A successful businessman before founding Parish Catalyst, William Simon Jr. uses his business acumen to identify best practices among U.S. parishes in his book Great Catholic Parishes: A Living Mosaic – How Four Essential Practices Make Them Thrive
Like Paul Wilkes’ 2001 book Excellent Catholic Parishes, the author and his staff came to the same obstacle as others researching best practices among churches: how to locate the successful ones to survey. Wanting to be methodologically rigorous, Simon identified the first 100 parishes through calls to diocesan personnel, ministry leaders and pastoral professionals. After he and his staff interviewed the pastors at each of these parishes, using an interview schedule developed in concert with Leadership Network, he let those pastors recommend additional excellent parishes. Through this “snowballing” technique, Simon secured 244 interviews altogether, with 80% of the second group responding.

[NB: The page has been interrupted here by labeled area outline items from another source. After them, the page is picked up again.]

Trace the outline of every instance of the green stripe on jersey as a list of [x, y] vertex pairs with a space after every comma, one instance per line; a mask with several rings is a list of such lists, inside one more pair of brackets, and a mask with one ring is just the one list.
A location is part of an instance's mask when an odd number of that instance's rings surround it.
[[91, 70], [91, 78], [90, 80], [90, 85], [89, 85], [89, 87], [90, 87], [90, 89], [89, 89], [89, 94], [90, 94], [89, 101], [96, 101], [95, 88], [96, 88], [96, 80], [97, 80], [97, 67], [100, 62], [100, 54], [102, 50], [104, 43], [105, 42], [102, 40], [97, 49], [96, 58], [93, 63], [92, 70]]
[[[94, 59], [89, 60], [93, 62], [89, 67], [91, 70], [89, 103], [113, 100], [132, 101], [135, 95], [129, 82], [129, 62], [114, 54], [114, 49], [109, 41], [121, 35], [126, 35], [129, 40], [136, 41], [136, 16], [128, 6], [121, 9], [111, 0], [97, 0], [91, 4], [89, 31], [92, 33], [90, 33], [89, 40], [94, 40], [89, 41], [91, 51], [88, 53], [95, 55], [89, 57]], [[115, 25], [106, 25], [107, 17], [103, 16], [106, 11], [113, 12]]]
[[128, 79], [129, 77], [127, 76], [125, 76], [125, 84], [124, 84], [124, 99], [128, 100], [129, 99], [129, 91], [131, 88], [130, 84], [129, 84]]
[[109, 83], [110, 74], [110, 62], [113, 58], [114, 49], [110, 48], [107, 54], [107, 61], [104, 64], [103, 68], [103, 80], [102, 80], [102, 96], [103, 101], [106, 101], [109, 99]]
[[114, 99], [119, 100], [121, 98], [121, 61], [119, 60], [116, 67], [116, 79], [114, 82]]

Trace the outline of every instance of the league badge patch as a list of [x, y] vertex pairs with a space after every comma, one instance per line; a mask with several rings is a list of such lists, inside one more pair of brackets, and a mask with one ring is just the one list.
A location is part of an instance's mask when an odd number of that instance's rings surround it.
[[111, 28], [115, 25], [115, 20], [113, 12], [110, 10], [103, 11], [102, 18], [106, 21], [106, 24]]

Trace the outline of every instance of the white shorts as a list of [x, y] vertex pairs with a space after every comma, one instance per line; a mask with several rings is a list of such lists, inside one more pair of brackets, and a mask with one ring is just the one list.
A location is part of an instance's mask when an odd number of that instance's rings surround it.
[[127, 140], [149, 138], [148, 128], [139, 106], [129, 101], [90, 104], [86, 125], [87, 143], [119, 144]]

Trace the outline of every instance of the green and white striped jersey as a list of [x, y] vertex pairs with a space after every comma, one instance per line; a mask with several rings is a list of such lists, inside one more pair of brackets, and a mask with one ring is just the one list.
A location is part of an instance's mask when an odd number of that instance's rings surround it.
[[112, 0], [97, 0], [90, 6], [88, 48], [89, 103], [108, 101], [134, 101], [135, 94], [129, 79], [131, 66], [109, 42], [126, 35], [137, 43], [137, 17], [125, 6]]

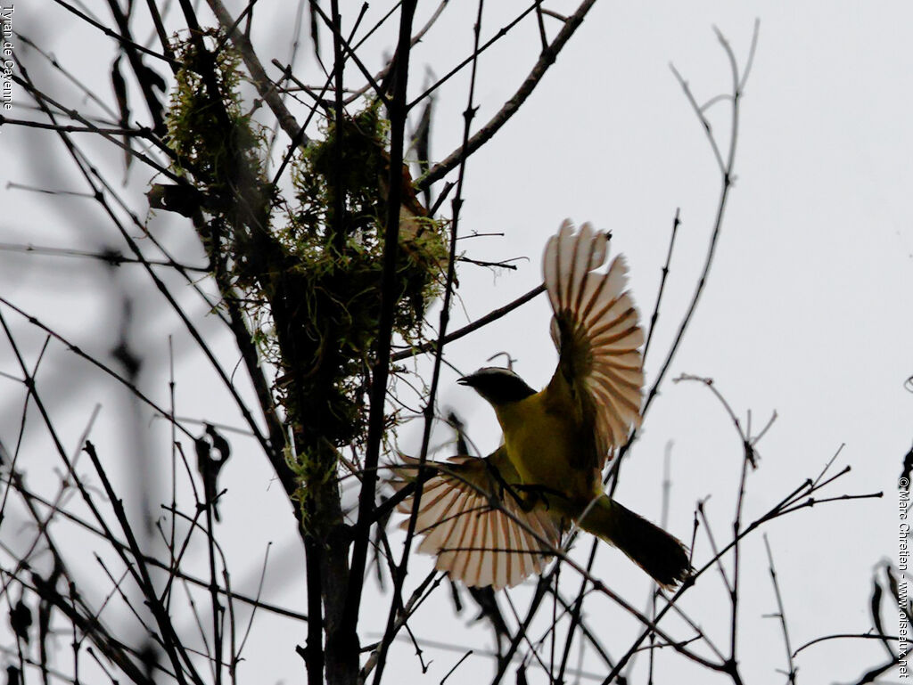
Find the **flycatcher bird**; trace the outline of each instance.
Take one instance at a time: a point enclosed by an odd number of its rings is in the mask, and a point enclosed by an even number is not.
[[[484,459],[428,462],[415,532],[420,552],[467,586],[509,587],[541,573],[574,522],[621,549],[665,587],[689,570],[675,537],[603,491],[606,461],[640,422],[644,332],[616,256],[604,274],[609,236],[565,221],[549,239],[542,272],[554,316],[558,368],[536,392],[508,368],[486,368],[457,382],[495,410],[503,444]],[[396,472],[415,478],[417,460]],[[409,512],[413,498],[400,504]],[[408,522],[404,523],[404,527]]]

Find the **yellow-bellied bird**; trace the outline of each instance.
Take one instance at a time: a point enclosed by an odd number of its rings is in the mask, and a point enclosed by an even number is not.
[[[689,571],[682,544],[610,499],[602,472],[639,425],[644,333],[616,256],[604,274],[609,236],[565,221],[542,261],[554,317],[558,368],[536,392],[507,368],[486,368],[459,382],[498,415],[504,442],[485,459],[428,462],[415,532],[418,549],[467,586],[512,586],[541,573],[571,521],[615,545],[665,587]],[[396,470],[415,479],[415,462]],[[411,511],[412,498],[400,508]],[[404,523],[404,527],[407,522]]]

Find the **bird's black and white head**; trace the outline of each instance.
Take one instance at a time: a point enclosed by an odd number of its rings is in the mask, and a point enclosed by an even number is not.
[[[460,385],[474,388],[476,392],[488,400],[492,406],[499,407],[510,402],[526,400],[536,391],[519,376],[509,368],[501,367],[486,367],[475,373],[464,376],[456,381]]]

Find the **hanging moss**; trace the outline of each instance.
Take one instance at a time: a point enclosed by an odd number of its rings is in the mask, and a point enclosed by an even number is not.
[[[366,438],[390,176],[387,122],[378,105],[346,116],[339,128],[328,117],[320,140],[296,152],[293,197],[281,202],[283,211],[271,212],[270,195],[262,193],[265,211],[241,212],[252,204],[247,186],[263,182],[265,136],[242,113],[237,55],[218,33],[205,39],[209,49],[220,47],[221,99],[213,101],[202,76],[214,57],[199,54],[193,41],[176,43],[183,67],[168,117],[178,155],[173,169],[206,199],[206,225],[198,229],[221,265],[220,283],[242,294],[237,302],[253,340],[278,369],[276,399],[298,448],[286,456],[310,488],[299,493],[307,512],[313,488],[335,475],[338,449]],[[447,240],[445,226],[425,215],[404,171],[403,197],[394,335],[420,342],[427,305],[441,292]]]

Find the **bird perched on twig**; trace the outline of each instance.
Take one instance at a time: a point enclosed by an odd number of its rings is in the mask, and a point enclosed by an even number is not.
[[[484,459],[426,462],[416,514],[418,549],[469,586],[509,587],[541,573],[574,522],[614,545],[664,587],[689,571],[685,546],[603,491],[603,469],[639,425],[644,333],[616,256],[605,273],[609,236],[565,221],[550,238],[542,270],[554,316],[558,368],[537,392],[508,368],[459,379],[495,410],[503,444]],[[397,487],[415,480],[417,460],[396,469]],[[410,512],[415,498],[400,508]],[[408,522],[404,523],[404,526]]]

The resulting book has for the most part met its goal of being helpful for parishes looking for ideas about how to improve. Sifting through the interview data, Simon and his research team found four practices that characterize the parishes they studied, each making good, intuitive sense.
The first is that leadership at these parishes is shared, with 80% of pastors in an open-ended question identifying their shared leadership style among their parishes’ greatest assets. The chapter summarizing the findings is perhaps the book’s weakest, however, as it soon becomes very confusing to the reader under what circumstances in parish work the three styles of shared leadership (collaborative, delegate, and consulter) should be employed.  The chapter summarizing the leadership challenges the pastors face is more successful, with practical stories about pastors grappling with problems in the areas of staff harmony, financial issues, and finding and retaining qualified staff for what is often low pay.

Second, some 90% of pastors mention the active fostering of spiritual maturity and planning for discipleship among their parishes’ greatest assets. To succeed in this area, parishes need to set spiritual maturity as a goal and offer both entry-level and in-depth formation programs. On a practical level, Simon lists the already-established formation programs that his successful parishes use, such as Alpha and the Catholic Leadership Institute. He is not as successful in describing the challenges to achieving spiritual maturity among members, as they are described in a cursory fashion for the most part.

That great parishes excel on Sundays is the third essential practice, with 70% of pastors mentioning this among their parishes’ major assets. Weekend worship services must be planned well and made a high priority of the parish (with the music and homilies given extra special focus). Pastors must do whatever is necessary, including changing staff members who are not performing up to par.

Fourth, Simon found that these great parishes evangelize well. Only half of responding parishes say their parishes do so, with more than half saying they need to get better at it. The evangelizing must be intentional and built into every aspect of parish life, with community service programs, social events, or funeral services seen as opportunities to be good witnesses to the faith. The need for good communication, especially the social media used by Millennials, is also stressed.

None of these findings are controversial and for the most part will ring true for the pastors, staff, council members, and volunteers to which the book is targeted. Perhaps most useful to them will be the voices of the pastors interviewed as well as the many examples provided in the book, even if none are fleshed out adequately. As such, Great Catholic Parishes is recommended for those looking for ideas with which to experiment. Academics and those looking for practical how-to guides, however, will find it less useful.